C’est d’autant plus notable que le cinéaste a déjà enchaîné les succès hors comics. Inception avait installé l’idée qu’un film pouvait se vendre d’abord sur son nom. Même Tenet, en pleine pandémie, avait fini à environ 346 M€ (376,5 M$) dans le monde. Bref, l’homme attire, même avec des propositions moins faciles à résumer en une affiche.
Universal a vendu un événement, pas juste un film
Ce qui fait grimper les compteurs, ce n’est pas seulement la signature Nolan. Universal a très bien emballé The Odyssey comme un grand rendez-vous de salle. L’annonce du projet avait déjà lancé la machine. Puis les billets IMAX, mis en vente un an à l’avance et vite épuisés, ont ajouté cette sensation assez précieuse aujourd’hui, celle qu’il faut réserver tôt sous peine de regarder le train passer.
Les bandes-annonces ont joué une partition fine.
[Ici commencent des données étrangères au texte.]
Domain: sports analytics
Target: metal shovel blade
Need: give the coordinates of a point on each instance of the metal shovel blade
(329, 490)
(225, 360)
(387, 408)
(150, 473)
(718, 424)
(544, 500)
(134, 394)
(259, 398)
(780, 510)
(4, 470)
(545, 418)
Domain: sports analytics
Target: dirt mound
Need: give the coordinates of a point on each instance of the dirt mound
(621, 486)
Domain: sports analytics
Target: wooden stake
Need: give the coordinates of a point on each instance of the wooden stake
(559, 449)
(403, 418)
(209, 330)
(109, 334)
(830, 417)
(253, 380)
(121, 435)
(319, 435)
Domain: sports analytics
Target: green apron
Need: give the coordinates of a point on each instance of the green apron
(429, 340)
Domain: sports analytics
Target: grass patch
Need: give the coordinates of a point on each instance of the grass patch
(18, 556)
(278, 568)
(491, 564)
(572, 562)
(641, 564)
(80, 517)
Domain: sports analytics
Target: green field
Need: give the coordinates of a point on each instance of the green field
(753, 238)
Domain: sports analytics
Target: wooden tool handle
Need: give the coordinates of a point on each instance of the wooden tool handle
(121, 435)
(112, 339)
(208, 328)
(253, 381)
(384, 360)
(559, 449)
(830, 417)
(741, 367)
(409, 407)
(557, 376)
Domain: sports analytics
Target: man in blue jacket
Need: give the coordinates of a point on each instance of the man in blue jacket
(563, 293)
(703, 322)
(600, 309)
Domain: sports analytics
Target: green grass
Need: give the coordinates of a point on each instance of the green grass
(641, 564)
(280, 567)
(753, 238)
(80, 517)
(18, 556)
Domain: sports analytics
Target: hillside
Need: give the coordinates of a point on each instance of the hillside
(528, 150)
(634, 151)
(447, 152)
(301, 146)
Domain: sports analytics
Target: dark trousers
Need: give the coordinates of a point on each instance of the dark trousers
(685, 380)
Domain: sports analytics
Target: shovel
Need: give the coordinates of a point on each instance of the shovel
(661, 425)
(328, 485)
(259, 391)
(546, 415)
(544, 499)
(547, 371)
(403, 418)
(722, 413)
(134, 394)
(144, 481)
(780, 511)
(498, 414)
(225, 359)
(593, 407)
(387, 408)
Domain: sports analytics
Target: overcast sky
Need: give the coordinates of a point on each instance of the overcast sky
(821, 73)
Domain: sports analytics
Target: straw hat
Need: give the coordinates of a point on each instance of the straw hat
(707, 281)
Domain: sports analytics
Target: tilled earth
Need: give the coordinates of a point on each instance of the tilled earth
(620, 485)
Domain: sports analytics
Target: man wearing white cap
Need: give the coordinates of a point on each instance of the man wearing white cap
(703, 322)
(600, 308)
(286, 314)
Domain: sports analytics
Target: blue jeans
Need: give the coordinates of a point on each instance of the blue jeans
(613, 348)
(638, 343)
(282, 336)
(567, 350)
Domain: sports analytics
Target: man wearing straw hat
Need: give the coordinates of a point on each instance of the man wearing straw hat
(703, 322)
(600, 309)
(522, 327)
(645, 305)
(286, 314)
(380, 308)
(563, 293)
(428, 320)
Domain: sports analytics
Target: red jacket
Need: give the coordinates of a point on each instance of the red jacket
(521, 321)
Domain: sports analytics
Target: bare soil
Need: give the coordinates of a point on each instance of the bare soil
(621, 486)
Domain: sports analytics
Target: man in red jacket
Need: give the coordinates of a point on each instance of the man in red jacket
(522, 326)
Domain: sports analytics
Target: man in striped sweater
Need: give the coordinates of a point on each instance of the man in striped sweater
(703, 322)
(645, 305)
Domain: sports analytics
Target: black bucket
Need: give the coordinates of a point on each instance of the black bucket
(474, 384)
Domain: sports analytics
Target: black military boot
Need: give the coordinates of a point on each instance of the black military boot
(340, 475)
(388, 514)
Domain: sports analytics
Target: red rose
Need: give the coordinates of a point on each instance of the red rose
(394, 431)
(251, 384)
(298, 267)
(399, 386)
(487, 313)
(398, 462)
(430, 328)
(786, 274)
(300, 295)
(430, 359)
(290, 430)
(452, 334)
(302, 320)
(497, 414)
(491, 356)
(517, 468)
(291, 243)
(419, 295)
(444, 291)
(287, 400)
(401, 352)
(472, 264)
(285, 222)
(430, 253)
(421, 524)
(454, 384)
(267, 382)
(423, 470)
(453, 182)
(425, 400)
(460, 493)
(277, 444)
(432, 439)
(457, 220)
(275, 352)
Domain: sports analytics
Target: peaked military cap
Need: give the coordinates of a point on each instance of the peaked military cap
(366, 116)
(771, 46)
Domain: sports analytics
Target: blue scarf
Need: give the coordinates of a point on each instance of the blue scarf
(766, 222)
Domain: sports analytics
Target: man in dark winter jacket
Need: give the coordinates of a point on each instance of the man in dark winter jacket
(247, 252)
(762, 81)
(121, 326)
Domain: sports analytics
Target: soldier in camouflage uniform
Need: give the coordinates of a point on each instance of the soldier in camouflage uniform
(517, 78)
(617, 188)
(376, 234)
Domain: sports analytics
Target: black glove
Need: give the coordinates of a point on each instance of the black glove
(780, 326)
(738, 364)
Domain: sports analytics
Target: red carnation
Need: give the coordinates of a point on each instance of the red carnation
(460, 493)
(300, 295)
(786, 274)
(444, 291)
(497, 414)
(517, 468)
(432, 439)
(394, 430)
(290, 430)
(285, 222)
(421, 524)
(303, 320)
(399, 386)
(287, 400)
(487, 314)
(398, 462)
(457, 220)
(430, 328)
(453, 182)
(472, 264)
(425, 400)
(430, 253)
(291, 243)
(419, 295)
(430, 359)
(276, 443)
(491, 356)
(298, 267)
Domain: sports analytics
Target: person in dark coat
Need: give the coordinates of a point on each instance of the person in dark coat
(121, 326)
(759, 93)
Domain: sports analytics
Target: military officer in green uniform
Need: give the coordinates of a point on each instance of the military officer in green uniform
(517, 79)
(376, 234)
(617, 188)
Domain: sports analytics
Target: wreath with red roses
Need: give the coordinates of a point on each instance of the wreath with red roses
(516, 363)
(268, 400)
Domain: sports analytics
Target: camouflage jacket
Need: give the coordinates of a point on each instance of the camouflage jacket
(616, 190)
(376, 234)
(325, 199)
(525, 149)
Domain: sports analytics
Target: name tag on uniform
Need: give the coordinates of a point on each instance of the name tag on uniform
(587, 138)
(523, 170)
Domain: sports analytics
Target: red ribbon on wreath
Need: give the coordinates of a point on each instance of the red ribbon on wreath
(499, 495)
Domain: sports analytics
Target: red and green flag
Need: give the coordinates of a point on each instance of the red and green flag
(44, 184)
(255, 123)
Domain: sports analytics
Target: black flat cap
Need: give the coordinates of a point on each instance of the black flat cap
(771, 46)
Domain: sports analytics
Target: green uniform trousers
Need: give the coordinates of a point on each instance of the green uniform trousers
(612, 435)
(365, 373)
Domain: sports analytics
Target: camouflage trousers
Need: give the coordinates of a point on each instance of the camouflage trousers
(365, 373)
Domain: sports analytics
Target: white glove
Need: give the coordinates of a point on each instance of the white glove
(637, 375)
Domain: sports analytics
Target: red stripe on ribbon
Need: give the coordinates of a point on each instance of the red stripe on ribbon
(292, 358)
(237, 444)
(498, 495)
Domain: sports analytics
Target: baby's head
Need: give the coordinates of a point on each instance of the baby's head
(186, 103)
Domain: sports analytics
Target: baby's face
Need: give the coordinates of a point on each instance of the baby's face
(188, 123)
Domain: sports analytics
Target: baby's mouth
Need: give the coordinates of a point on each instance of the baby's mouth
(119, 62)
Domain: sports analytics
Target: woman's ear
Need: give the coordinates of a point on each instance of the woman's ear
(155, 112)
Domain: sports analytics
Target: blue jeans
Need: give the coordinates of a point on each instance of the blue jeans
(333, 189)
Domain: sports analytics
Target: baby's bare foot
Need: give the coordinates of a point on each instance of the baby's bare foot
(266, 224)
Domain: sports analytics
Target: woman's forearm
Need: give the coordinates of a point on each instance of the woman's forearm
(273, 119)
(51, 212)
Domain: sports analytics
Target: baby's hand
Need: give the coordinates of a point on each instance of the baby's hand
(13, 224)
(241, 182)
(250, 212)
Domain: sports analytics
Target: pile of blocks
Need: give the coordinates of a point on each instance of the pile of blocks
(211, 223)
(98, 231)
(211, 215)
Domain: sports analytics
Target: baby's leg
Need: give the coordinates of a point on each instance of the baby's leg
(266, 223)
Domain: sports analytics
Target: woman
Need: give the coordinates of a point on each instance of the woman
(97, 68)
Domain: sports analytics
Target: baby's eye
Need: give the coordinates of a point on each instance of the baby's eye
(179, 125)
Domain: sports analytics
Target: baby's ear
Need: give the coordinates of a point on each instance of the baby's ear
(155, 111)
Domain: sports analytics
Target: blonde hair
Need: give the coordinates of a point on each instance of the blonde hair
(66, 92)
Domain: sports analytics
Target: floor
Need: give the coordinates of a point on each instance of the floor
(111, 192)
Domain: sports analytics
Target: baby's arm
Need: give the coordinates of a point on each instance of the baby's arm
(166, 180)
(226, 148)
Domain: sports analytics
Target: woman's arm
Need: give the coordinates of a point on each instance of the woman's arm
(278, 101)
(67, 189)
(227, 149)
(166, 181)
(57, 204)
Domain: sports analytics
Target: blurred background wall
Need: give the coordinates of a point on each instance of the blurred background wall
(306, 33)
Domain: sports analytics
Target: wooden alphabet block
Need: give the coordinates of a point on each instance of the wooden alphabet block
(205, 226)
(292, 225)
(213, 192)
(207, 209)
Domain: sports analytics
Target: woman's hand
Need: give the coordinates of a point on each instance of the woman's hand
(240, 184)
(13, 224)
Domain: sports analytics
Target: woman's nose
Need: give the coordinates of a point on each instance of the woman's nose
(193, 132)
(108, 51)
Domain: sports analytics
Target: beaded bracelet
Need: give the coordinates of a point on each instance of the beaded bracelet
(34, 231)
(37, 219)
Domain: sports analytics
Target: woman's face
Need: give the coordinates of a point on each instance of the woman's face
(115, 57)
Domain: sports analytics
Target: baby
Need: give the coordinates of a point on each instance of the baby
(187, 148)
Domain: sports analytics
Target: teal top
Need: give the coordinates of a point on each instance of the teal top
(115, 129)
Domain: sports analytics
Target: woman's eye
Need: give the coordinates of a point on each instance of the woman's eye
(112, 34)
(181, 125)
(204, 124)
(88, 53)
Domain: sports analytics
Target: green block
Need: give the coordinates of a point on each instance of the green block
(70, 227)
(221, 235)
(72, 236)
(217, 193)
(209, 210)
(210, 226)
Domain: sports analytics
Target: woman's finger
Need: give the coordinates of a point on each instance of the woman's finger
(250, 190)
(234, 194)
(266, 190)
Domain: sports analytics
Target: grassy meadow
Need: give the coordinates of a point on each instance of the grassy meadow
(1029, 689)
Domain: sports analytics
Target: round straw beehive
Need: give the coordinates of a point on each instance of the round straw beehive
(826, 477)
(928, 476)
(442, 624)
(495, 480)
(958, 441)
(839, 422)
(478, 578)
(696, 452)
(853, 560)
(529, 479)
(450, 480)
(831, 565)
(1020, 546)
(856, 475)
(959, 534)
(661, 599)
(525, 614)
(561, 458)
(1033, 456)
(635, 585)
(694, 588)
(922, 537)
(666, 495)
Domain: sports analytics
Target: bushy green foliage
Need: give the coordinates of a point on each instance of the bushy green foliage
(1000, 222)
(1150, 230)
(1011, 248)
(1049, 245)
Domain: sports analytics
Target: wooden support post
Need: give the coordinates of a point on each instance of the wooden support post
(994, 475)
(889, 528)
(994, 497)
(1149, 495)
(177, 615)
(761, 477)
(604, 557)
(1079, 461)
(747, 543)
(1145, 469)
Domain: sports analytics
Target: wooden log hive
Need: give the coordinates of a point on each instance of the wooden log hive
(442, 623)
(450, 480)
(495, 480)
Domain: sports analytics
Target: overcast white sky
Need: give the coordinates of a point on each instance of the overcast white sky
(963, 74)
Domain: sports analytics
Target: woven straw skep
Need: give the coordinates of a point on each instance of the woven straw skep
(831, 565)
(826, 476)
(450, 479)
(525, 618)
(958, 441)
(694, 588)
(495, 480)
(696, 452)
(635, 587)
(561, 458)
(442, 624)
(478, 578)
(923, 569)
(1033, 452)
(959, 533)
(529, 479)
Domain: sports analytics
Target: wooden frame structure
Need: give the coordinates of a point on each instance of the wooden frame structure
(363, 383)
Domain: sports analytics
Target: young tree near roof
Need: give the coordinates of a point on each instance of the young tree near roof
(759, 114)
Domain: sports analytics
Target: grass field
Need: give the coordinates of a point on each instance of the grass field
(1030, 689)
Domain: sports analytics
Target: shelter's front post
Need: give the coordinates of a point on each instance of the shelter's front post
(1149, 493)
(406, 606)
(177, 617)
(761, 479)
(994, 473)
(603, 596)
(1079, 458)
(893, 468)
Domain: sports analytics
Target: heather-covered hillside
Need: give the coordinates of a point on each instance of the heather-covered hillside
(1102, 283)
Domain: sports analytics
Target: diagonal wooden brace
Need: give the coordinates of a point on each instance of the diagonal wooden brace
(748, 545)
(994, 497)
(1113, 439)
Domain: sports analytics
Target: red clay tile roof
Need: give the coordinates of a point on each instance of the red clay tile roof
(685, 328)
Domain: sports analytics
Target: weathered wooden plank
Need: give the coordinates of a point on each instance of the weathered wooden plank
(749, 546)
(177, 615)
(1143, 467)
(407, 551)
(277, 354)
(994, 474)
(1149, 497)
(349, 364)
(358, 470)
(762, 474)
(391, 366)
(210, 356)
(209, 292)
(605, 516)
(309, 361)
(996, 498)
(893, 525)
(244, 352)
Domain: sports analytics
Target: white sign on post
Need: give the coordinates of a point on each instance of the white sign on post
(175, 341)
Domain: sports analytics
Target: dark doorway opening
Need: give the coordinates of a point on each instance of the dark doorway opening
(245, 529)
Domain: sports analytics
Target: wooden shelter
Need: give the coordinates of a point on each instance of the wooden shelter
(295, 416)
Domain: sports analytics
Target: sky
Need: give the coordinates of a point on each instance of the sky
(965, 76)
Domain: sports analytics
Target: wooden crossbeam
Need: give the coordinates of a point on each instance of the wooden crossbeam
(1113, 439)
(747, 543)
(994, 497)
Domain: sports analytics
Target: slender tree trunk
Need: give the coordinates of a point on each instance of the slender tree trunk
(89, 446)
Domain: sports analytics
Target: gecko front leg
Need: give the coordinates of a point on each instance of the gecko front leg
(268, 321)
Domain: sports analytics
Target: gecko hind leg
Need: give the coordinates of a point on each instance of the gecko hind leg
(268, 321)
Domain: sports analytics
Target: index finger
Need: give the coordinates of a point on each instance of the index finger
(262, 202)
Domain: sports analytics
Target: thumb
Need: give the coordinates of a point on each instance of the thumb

Elles montrent l’échelle, l’ampleur, le souffle épique, sans trop lâcher sur les éléments mythologiques. C’est malin, parce qu’on vend la taille du spectacle tout en gardant la promesse de surprise. Il y a bien eu du bruit en ligne contre le film, mais les prévisions indiquent que cela n’a pas vraiment pesé sur le grand public.
Un été faible, et un film qui capte toute la lumière
Autre détail qui compte, et pas qu’un peu, The Odyssey arrive avec très peu d’obstacles sur sa route. Pas d’équivalent à Barbenheimer cette fois. Pas d’autre mastodonte attendu le même jour pour lui mordre des séances. Dans un paysage où plusieurs grosses sorties ont déçu, notamment Supergirl et Moana, le film prend la place du spectacle à voir.
Il part pourtant avec deux handicaps classiques, un classement R et une durée de trois heures. L’un réduit le public potentiel, l’autre limite le nombre de séances quotidiennes. Sur le papier, ça devrait freiner. Dans les faits, les premières réactions très positives et l’aura de Nolan peuvent suffire à contourner ces limites. Si cela se confirme, ce ne sera pas seulement une belle ouverture, mais un rappel assez net de ce que vaut encore une promesse de cinéma pensée pour la salle.